Because the proposal would be a cap on projects, it is possible the town could spend more than the $900,000 in any year, which could be a concern among voters.

Commissioners, however, pointed out that there are other factors, including approval by referendum for financing, that would require taking such projects to voters.

“It’s not like you are opening up a piggy bank with no limits,” Commissioner Evalyn David said. “There are limits.”

Efforts to change the cap have not had much success in the past. Besides the voters’ rejection in 2022, an effort in 2012 to raise the spending limit to $1 million by ordinance was later rescinded after Palm Beach County’s inspector general’s office determined that it could be changed only with voter approval.
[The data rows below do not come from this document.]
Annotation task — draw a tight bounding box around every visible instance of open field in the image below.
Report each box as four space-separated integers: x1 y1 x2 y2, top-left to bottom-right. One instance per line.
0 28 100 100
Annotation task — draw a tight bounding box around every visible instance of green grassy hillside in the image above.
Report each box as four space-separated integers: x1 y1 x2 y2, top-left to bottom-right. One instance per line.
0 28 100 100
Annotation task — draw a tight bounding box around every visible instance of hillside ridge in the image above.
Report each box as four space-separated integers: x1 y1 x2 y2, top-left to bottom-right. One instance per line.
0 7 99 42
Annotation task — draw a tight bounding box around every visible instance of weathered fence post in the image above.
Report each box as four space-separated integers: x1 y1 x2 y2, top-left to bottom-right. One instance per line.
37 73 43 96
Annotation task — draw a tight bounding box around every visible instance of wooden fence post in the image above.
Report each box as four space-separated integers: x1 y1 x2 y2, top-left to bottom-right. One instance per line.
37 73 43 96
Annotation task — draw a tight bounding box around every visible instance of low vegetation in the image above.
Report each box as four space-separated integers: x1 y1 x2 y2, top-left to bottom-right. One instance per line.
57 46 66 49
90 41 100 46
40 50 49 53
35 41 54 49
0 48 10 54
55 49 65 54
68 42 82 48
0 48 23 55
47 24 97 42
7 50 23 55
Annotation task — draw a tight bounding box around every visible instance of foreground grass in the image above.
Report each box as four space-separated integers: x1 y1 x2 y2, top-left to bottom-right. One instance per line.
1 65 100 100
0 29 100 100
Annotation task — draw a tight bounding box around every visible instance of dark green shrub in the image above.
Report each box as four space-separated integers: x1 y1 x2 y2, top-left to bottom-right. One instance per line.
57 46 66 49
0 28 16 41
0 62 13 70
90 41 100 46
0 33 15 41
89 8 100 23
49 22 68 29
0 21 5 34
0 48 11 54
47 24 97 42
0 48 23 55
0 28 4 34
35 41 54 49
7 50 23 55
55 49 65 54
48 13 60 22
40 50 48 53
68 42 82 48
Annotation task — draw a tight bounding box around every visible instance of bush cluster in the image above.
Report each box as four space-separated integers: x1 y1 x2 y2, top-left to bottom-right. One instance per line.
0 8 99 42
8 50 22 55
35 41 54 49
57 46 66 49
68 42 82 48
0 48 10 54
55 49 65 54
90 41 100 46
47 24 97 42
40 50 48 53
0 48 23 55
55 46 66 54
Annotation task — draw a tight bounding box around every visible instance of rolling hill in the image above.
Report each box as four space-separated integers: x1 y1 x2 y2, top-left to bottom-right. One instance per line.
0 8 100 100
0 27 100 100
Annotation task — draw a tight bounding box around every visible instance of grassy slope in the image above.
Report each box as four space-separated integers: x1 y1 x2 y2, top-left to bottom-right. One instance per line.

In addition to bringing the spending limit change to voters, commissioners are considering asking voters to approve funding for a much-needed sewer pipe lining project that could cost an estimated $3.5 million. That number could change before referendum language is finalized after the town gets additional information from engineers.

Also being discussed as a ballot item is a charter change that would no longer require the town to provide members for the election canvassing board. Instead, commissioners would have the option of retaining that responsibility or giving it to the Palm Beach County Supervisor of Elections office, which provides that service at no cost to all but two other municipalities in the county.

During discussions of bringing items to voters, commissioners discussed a new state law that prohibits local governments from spending public funds to educate voters about upcoming referendum issues.

Commissioners pointed out, however, that they will be discussing the proposed charter changes at upcoming meetings and are hoping to get resident input before finalizing wording on any ballot items they decide to present in March.